The latest word is that we are to give ALL of the Fountas and Pinnell to ALL students, but this is so insane I have to hope I can assume it's a baseless rumor.  Why precisely I would give a spelling inventory and a phonogram reading list assessment to a child who has mastered just two or three letters is unclear - unless the purpose is "to waste instructional time while also making children feel bad".

Moreover, the entire battery is an enormous amount of assessment - at the end of the year, we're talking two weeks of heavy-duty daily assessment periods - or a week of Resident teaching while I assess every day, all day and into the after school program.  Why so long?  Because it's all individual.  And there's no math component, so I guess I should tack some time on for that.

This is really feeding a broader issue I have with non-classroom people.  I don't have the option to open my classroom on the first day of school and not be ready to go.  It is physically impossible to prepare for the year in the time for which I am paid; therefore, I give hours - this year, over a full-time week - to preparation.

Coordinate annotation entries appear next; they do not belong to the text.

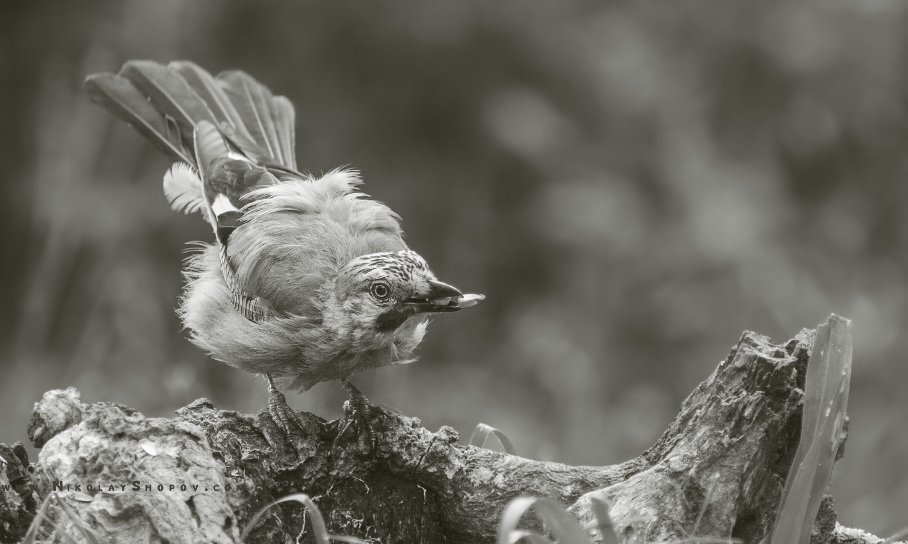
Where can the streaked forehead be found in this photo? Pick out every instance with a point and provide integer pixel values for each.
(403, 263)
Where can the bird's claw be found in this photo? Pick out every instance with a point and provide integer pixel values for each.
(357, 407)
(284, 416)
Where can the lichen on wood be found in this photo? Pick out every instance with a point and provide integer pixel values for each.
(382, 477)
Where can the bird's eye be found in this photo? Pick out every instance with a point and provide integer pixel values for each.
(380, 291)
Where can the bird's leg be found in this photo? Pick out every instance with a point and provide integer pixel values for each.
(357, 407)
(280, 412)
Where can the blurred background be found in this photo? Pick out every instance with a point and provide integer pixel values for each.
(632, 185)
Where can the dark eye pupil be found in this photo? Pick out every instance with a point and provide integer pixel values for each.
(379, 290)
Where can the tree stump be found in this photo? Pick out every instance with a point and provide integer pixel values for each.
(380, 476)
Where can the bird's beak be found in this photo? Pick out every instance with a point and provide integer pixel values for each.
(442, 297)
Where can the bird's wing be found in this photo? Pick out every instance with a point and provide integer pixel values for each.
(167, 104)
(234, 135)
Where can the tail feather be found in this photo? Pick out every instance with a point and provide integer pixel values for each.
(229, 119)
(166, 103)
(121, 97)
(183, 188)
(285, 124)
(168, 92)
(253, 102)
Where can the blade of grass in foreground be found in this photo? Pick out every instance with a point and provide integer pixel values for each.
(825, 399)
(318, 522)
(563, 526)
(481, 434)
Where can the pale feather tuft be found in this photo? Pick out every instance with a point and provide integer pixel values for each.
(183, 188)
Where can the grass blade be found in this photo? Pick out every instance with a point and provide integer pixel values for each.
(318, 522)
(481, 434)
(563, 526)
(77, 522)
(604, 523)
(825, 400)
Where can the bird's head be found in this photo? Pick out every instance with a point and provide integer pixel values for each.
(382, 291)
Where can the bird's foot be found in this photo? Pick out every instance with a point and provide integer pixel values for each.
(284, 417)
(357, 408)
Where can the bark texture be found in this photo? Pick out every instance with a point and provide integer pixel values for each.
(378, 475)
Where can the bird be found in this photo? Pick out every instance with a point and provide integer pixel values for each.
(307, 279)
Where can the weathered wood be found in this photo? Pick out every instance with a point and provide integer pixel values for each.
(381, 476)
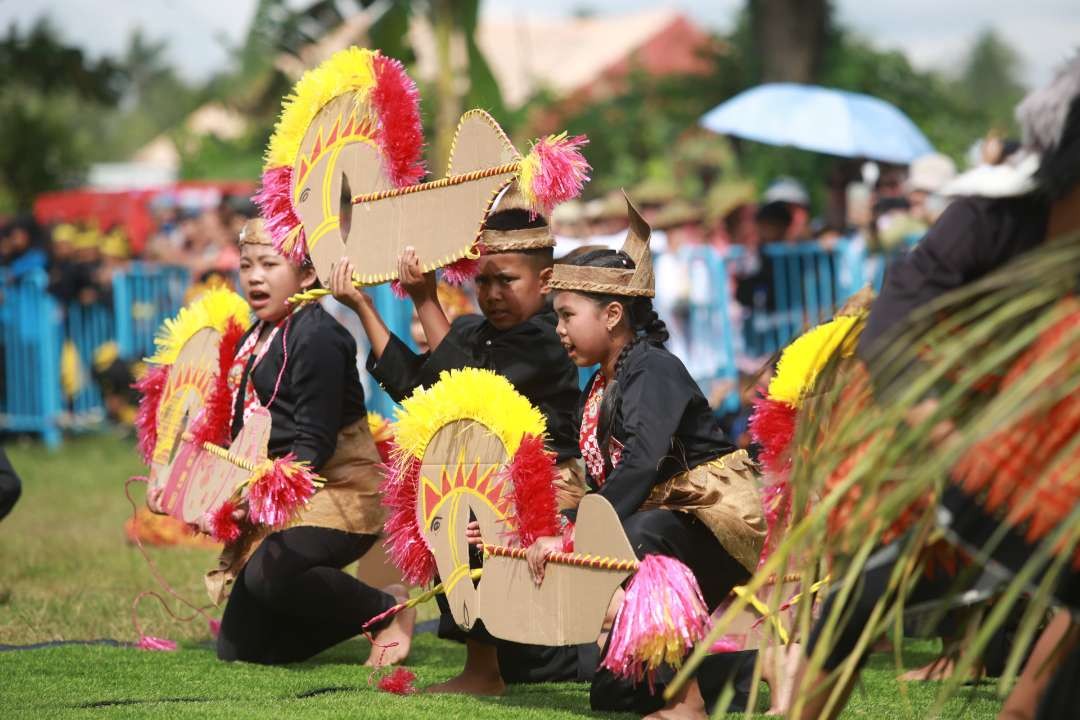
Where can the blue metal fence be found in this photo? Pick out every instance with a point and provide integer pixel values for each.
(711, 341)
(143, 298)
(397, 315)
(86, 328)
(808, 284)
(29, 352)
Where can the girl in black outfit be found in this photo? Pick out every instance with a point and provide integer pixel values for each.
(651, 446)
(289, 597)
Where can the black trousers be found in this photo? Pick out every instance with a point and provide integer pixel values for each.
(680, 535)
(11, 488)
(292, 600)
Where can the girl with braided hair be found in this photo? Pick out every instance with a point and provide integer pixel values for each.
(651, 447)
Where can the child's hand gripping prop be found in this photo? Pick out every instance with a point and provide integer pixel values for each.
(470, 446)
(342, 170)
(184, 429)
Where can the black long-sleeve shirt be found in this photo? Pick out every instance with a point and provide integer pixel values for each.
(664, 424)
(529, 355)
(972, 238)
(320, 391)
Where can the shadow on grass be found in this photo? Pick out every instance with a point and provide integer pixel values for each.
(566, 697)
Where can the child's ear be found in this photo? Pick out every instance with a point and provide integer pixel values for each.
(545, 280)
(612, 315)
(308, 277)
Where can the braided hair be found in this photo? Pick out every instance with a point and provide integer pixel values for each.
(644, 322)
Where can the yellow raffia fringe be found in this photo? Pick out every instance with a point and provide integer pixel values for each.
(348, 70)
(804, 358)
(212, 309)
(469, 394)
(530, 165)
(380, 428)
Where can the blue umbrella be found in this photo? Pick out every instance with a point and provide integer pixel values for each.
(820, 119)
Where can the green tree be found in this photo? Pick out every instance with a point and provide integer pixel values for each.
(989, 79)
(49, 102)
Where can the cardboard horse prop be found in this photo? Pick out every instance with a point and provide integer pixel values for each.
(470, 446)
(343, 164)
(185, 420)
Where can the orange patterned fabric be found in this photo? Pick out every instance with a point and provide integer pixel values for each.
(1030, 471)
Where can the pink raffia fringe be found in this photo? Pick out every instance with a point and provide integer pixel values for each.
(223, 525)
(661, 619)
(399, 682)
(278, 494)
(727, 643)
(275, 207)
(396, 103)
(405, 543)
(160, 644)
(150, 388)
(554, 172)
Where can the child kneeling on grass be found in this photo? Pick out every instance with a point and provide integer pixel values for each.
(515, 337)
(652, 447)
(289, 597)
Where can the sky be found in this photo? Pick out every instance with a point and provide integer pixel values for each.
(934, 34)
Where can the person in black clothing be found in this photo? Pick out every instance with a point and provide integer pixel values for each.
(973, 238)
(11, 488)
(289, 597)
(652, 448)
(515, 337)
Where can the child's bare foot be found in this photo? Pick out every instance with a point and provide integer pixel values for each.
(940, 668)
(780, 669)
(395, 638)
(688, 705)
(481, 675)
(471, 683)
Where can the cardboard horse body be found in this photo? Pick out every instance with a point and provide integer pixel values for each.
(455, 462)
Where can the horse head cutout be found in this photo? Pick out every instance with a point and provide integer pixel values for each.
(345, 160)
(470, 446)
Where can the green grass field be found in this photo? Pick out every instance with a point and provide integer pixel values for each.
(68, 573)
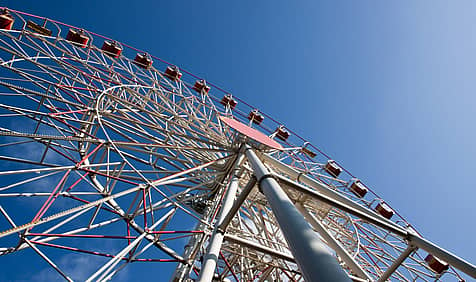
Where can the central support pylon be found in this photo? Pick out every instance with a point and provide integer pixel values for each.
(313, 258)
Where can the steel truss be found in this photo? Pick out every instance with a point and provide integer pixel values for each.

Yet apparently the central office will get around to beginning of the year assessments whenever they feel like it.  Similarly, we won't be starting library or PE until the fourth week of school - books to inventory, schedules to make, materials to receive.  I can see why a week might be necessary to get up to speed, but three?  Could none of this work be done the way the teachers do it - on their own time?  And if not, why are these out-of-classroom professionals so cavalier with my time?

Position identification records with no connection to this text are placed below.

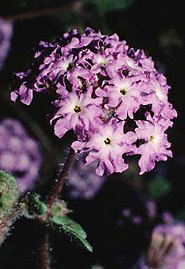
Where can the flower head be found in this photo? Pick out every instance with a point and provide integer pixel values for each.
(83, 182)
(6, 30)
(109, 94)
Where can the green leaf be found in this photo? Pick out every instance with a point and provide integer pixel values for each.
(105, 6)
(159, 187)
(72, 229)
(8, 192)
(35, 205)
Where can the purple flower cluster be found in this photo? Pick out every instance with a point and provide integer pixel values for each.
(109, 94)
(19, 154)
(166, 250)
(83, 182)
(6, 30)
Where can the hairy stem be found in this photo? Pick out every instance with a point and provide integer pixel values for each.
(60, 181)
(44, 252)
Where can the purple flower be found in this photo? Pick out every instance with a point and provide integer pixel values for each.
(166, 250)
(6, 30)
(19, 153)
(110, 95)
(156, 146)
(83, 183)
(107, 145)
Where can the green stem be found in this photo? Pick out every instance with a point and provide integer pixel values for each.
(60, 181)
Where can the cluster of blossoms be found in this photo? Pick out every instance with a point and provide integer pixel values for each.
(83, 182)
(6, 30)
(110, 95)
(19, 154)
(167, 248)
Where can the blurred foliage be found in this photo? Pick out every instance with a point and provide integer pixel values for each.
(105, 6)
(158, 187)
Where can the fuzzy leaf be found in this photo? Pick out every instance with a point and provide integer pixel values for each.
(72, 229)
(35, 205)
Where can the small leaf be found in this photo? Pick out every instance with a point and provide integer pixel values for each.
(159, 187)
(35, 205)
(72, 229)
(8, 192)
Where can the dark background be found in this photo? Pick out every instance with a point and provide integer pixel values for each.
(158, 28)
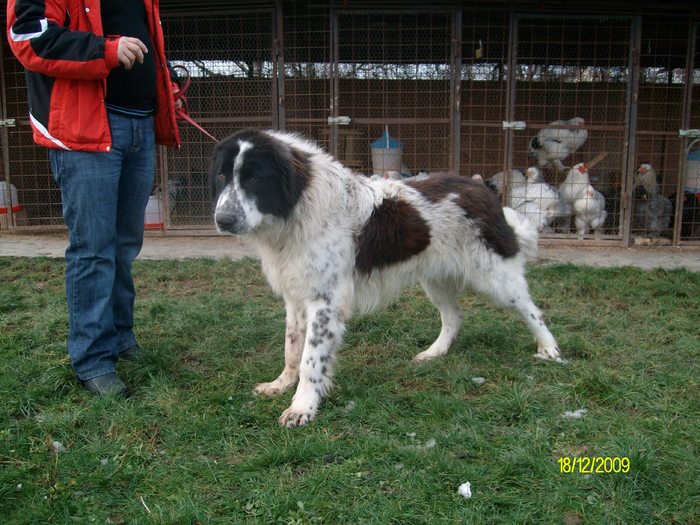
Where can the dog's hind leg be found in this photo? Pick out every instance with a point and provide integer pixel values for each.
(293, 346)
(506, 286)
(324, 333)
(445, 297)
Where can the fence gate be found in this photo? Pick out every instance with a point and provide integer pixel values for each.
(393, 71)
(575, 67)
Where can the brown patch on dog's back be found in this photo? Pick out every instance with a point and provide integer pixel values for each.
(394, 232)
(479, 203)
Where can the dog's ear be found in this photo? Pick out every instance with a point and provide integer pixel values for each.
(221, 166)
(296, 169)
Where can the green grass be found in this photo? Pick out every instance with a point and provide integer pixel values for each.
(194, 446)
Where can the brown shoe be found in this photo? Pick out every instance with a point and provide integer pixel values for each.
(106, 384)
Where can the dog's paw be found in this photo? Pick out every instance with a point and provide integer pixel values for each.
(550, 353)
(292, 418)
(271, 389)
(423, 357)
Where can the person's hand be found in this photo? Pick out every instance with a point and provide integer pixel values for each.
(130, 50)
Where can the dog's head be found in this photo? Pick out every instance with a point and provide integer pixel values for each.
(255, 177)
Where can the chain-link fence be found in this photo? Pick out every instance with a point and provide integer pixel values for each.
(573, 118)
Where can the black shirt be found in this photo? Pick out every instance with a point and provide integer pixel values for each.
(131, 92)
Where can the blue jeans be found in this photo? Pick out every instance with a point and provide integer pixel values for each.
(104, 198)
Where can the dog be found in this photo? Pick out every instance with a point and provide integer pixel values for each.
(333, 242)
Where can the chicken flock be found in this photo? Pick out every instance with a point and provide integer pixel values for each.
(553, 207)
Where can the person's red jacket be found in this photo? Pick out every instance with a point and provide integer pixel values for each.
(67, 58)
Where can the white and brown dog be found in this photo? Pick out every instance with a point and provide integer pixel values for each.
(333, 242)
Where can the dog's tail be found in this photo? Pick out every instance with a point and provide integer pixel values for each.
(525, 231)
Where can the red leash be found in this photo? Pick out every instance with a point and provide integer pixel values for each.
(183, 111)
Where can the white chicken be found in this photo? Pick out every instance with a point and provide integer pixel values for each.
(589, 211)
(551, 146)
(549, 204)
(652, 212)
(532, 197)
(515, 179)
(646, 177)
(575, 183)
(587, 204)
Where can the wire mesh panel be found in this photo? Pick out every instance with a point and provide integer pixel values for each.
(485, 41)
(657, 167)
(689, 214)
(394, 74)
(230, 61)
(26, 166)
(572, 79)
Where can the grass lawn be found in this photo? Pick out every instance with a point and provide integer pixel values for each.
(393, 441)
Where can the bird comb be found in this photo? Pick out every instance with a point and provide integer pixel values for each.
(595, 160)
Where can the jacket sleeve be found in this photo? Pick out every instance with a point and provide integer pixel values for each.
(39, 39)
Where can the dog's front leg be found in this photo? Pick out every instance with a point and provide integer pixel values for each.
(324, 333)
(293, 346)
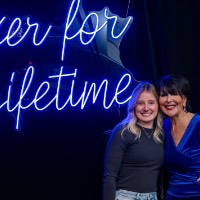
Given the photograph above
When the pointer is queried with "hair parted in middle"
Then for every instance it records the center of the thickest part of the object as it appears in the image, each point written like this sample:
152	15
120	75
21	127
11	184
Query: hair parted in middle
131	120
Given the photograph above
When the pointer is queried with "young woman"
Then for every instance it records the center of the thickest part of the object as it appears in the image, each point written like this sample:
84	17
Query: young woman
182	139
134	153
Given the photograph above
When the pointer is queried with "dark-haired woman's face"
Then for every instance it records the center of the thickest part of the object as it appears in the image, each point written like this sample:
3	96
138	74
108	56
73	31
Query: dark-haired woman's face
171	104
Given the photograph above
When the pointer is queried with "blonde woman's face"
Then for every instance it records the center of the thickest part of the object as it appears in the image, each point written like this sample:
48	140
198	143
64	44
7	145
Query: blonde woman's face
146	109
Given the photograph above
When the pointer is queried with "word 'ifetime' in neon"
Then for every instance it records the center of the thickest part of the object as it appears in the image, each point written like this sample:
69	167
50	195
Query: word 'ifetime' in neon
89	89
14	35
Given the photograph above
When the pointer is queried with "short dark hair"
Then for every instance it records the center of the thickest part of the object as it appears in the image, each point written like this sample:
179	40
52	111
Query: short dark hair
176	85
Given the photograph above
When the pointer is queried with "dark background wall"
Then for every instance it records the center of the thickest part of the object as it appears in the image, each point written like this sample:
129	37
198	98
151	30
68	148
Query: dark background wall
59	155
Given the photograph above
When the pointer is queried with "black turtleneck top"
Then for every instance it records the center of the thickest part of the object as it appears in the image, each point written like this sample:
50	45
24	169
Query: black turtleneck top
131	164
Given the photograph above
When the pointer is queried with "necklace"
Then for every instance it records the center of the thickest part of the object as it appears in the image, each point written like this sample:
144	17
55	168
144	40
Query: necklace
148	135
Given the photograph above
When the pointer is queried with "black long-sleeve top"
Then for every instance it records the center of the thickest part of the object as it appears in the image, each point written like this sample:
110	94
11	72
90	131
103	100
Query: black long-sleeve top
131	164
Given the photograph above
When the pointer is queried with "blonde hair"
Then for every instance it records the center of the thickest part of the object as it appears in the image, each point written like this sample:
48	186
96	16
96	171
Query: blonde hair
130	121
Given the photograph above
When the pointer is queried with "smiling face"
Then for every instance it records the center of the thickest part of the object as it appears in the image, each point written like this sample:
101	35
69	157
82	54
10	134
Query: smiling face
171	104
146	109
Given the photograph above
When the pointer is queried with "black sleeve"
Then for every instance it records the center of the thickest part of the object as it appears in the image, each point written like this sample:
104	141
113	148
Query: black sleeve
112	163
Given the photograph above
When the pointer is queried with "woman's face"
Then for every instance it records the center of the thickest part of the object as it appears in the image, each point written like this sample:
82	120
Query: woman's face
146	109
171	105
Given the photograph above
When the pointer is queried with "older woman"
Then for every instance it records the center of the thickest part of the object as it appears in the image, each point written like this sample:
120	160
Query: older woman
182	139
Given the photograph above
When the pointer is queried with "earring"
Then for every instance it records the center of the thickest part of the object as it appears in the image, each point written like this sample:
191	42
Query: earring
184	108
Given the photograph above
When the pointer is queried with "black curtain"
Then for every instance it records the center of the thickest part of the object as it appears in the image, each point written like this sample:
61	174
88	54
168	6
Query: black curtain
62	157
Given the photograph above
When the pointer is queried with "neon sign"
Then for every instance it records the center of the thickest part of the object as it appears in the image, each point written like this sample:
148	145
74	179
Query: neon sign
44	95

In the end, the whole "sense of urgency" thing school leader types talk about doesn't seem to mean anything to them personally.  They have a sense of urgency for me, but not for themselves.

*I've been doing assessment the past couple of weeks, because of that whole "data-driven instruction" thing the Reform and Accountability people believe in (although not enough to GET US ANY MATERIALS).  This means that when I get the Scantron sheets I will have the pleasure of filling them in not during assessment, but from my assessment records.  This will add a few hours to the process, not to mention being a huge waste of my productive time.  I TEACH KINDERGARTEN.  I HAVE THINGS TO WRITE NAMES ON AND LAMINATE.